Jerzy Polaczek, PiS: Podsumowaniem ostatnich ośmiu lat działań rządu wobec Śląska może być hasło: „rząd spóźnionej fazy w akcji”, dlatego że wszystkie te kwestie z tego dokumentu rządowego, odnoszące się do inwestycji w woj. Śląskim oraz w zachodniej Małopolsce, to są tematy „sprzedawane” drugi lub trzeci rok z rzędu.
Opinia publiczna na Śląsku po raz wtóry dowiaduje się niektórych inwestycjach, które miały być albo już gotowe na Euro 2012, inne są wciąż w fazie budowy. Np. o sztandarowej inwestycji, Autostrada A-1 Częstochowa-Tuszyn, to ja słyszałem już w 2009 r., że będzie ona gotowa na Mistrzostwa Europy w 2012 r. Gdy słyszę o 9 miliardach na inwestycje kolejowe na Śląsku, to zwrócę uwagę na to, że od 2010 r. trwa modernizacja szlaku Katowice – Kraków, który mierzy 100 kilometrów, to już trzy miesiące temu zostało ustalone, że linia będzie gotowa dopiero na 2018 r., a więc nawet na Światowe Dni Młodzieży nie zdąży być zrobiona. Mimo to została obwieszczona ta inwestycja w obecnym programie rządowym.
Dlaczego rząd przed wyborami tak zabiega o Śląsk? Nieczyste sumienie w związku z wydarzeniami z początku roku?
Rządy Donalda Tuska i Ewy Kopacz są sprawcami największych zaniechań w sektorze górnictwa węgla kamiennego. Ten skrawek Polski, który mimo przeprowadzonych już wcześniej restrukturyzacji zmniejszających zatrudnienie, nadal zatrudnia prawie połowę wszystkich górników węgla kamiennego, jakich zatrudnia cała Unia Europejska. To sytuacja, w której największy koncern węglowy jakim jest Kompania Węglowa przez prawie rok nie miała prezesa. W sytuacji której właściciel, czyli minister gospodarki i minister skarbu nie reagowali na dekoniunkturę w latach 2013-2014 musiał przynieść skutek w postaci zagrożenia upadłością KW. To jest zawsze tak, gdy zderza się polityka piaru z konkretnymi problemami. Można oczekiwać potężnych napięć społecznych i wybuchów niezadowolenia. Przypominam, że wciąż istnieje dokumenty z 7 stycznia bieżącego roku, w którym są zawarte zapisy likwidacyjne dla niektórych zakładów górniczych. Warto też wiedzieć, że zaskoczeni nowymi pomysłami są przedstawiciele władz samorządowych, z którymi nikt nie rozmawia. Ostatnie konsultacje z nimi odbyły się w lutym. Z tego co wiem, to żaden prezydent miasta nie miał roboczej wersji programu rządowego dla Śląska.

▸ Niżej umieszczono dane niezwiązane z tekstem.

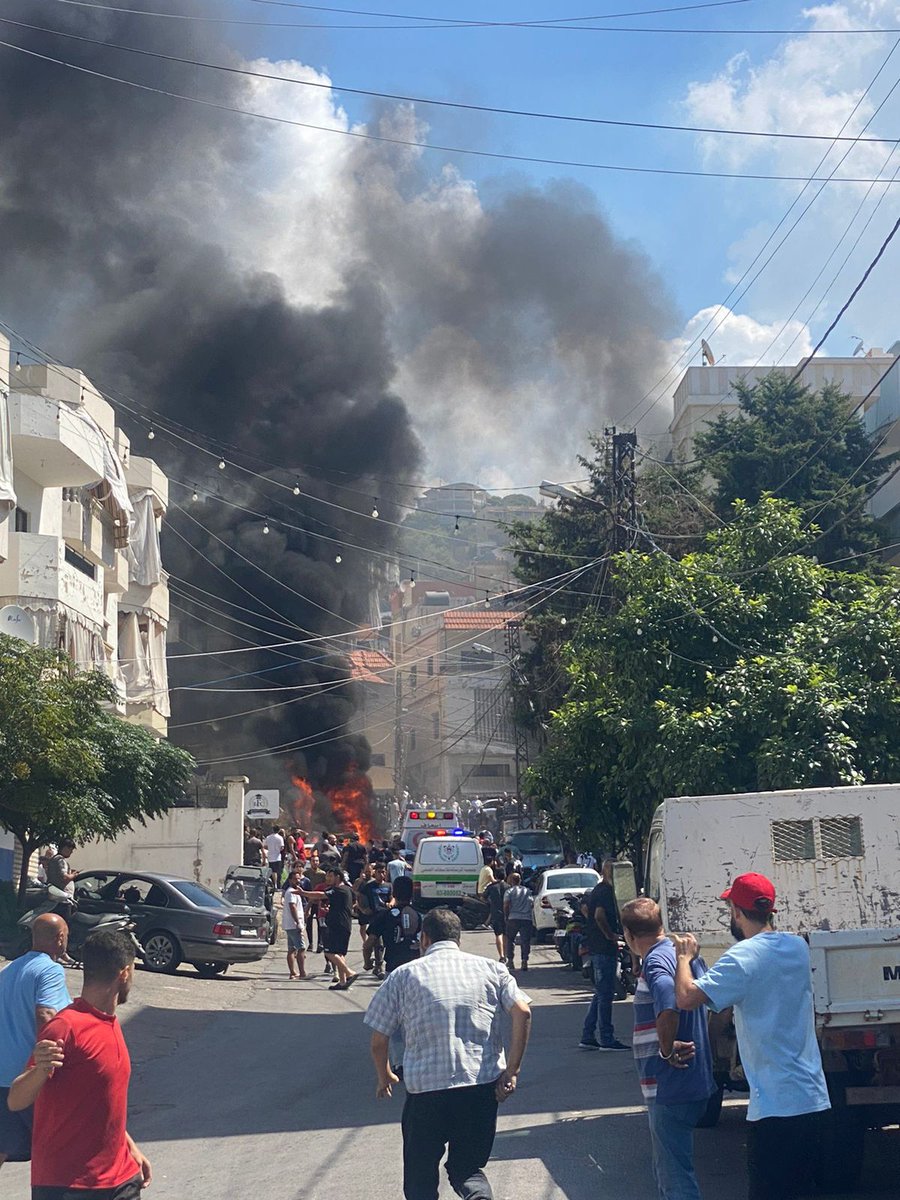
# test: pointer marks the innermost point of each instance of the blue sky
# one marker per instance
(685, 226)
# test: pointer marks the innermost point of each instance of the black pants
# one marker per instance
(463, 1117)
(780, 1152)
(130, 1191)
(523, 928)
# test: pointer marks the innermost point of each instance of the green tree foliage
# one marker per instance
(801, 445)
(67, 765)
(743, 666)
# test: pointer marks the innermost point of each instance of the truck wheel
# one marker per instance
(714, 1109)
(839, 1158)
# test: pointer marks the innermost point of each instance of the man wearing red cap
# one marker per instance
(767, 981)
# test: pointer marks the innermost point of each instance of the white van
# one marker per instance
(447, 869)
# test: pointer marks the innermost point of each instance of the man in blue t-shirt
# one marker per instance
(672, 1054)
(33, 990)
(767, 981)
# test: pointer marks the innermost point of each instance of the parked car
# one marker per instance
(551, 893)
(177, 921)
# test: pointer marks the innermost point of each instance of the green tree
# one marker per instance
(744, 666)
(803, 447)
(69, 766)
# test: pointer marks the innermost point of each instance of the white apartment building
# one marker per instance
(705, 394)
(79, 534)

Rozumiem, że według opozycji koalicji PO–PSL nie ma dobrego pomysłu gospodarczego dla Śląska. Ale za ma program narodowościowy. Chodzi o słowa, które pewnie były miodem na serca działaczy RAŚ, o narodzie śląskim.

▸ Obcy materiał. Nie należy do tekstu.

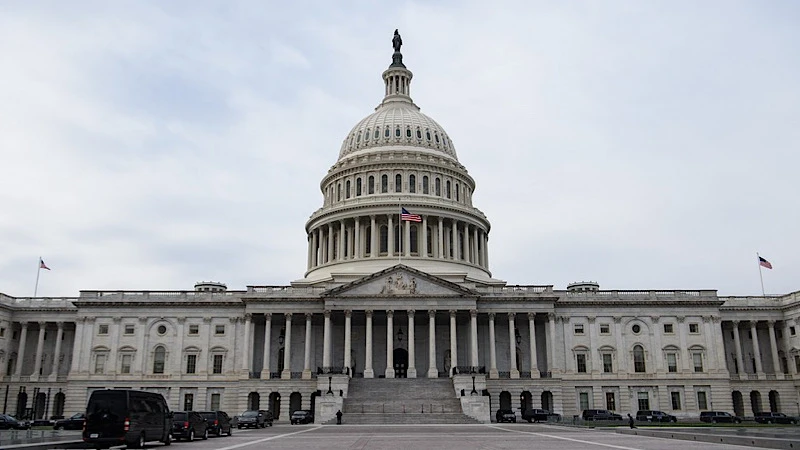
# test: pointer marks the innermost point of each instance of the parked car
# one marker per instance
(540, 415)
(72, 423)
(218, 422)
(8, 422)
(121, 416)
(770, 417)
(301, 416)
(719, 417)
(505, 415)
(254, 419)
(649, 415)
(188, 424)
(600, 414)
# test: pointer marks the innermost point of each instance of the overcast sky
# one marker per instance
(642, 145)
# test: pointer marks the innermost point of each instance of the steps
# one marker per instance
(402, 401)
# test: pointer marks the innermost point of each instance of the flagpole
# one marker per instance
(758, 260)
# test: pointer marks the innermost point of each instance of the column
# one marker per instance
(265, 366)
(773, 345)
(532, 343)
(287, 350)
(326, 341)
(453, 342)
(412, 354)
(433, 371)
(492, 349)
(473, 337)
(756, 348)
(57, 353)
(389, 373)
(738, 343)
(37, 357)
(348, 314)
(512, 345)
(368, 372)
(307, 350)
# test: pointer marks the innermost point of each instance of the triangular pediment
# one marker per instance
(400, 281)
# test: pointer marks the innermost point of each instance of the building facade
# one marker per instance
(398, 285)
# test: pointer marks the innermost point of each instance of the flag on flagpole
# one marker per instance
(405, 215)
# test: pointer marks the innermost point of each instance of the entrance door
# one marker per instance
(400, 363)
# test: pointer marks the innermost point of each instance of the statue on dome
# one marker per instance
(397, 41)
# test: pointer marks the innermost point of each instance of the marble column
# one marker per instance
(492, 349)
(433, 371)
(368, 372)
(389, 373)
(512, 344)
(532, 343)
(287, 349)
(265, 366)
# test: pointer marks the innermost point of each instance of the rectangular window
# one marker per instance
(697, 359)
(581, 363)
(607, 364)
(702, 403)
(672, 362)
(125, 366)
(191, 363)
(676, 400)
(584, 399)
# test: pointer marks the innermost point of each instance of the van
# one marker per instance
(117, 416)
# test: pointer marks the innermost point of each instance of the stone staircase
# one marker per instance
(402, 401)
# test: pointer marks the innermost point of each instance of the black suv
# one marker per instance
(600, 414)
(719, 417)
(768, 417)
(254, 419)
(219, 422)
(648, 415)
(188, 424)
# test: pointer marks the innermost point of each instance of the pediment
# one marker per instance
(400, 281)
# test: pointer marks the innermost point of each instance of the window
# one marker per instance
(672, 362)
(159, 359)
(191, 363)
(697, 359)
(702, 403)
(580, 362)
(217, 367)
(607, 363)
(676, 400)
(638, 361)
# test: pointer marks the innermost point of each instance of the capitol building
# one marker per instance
(398, 317)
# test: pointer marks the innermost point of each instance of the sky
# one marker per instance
(149, 145)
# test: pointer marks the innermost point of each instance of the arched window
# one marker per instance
(638, 359)
(159, 359)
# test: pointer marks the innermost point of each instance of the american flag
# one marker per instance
(405, 215)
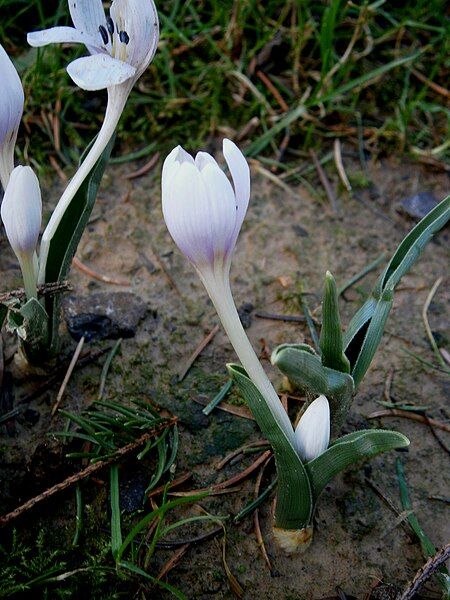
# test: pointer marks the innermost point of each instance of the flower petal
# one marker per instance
(62, 35)
(203, 158)
(87, 15)
(99, 71)
(313, 430)
(240, 173)
(221, 209)
(173, 161)
(185, 207)
(11, 109)
(139, 20)
(21, 211)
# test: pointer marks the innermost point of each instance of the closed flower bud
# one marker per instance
(11, 109)
(202, 210)
(313, 431)
(21, 213)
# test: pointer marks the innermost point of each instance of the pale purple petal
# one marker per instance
(313, 431)
(203, 158)
(11, 109)
(221, 215)
(186, 211)
(240, 173)
(87, 15)
(62, 35)
(177, 157)
(99, 71)
(21, 210)
(139, 20)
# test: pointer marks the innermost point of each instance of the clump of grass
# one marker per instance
(279, 76)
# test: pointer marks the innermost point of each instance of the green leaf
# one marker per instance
(294, 502)
(306, 371)
(64, 243)
(357, 337)
(331, 342)
(413, 245)
(373, 336)
(165, 586)
(349, 449)
(3, 313)
(116, 531)
(34, 330)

Sądzę, że pani premier wiele rzeczy wypowiada całkowicie bezrefleksyjnie. Bez zastanowienia. Można założyć, że w działaniach jej poprzednika – Donalda Tuska – w 80 procentach były to działania propagandowo-wizerunkowe, a reszta to jakaś spontaniczność. W przypadku pani premier Kopacz te proporcje są odwrotne: jej zachowania niekontrolowane, spontaniczne, wprowadzające w popłoch jej otocznie, są codziennością.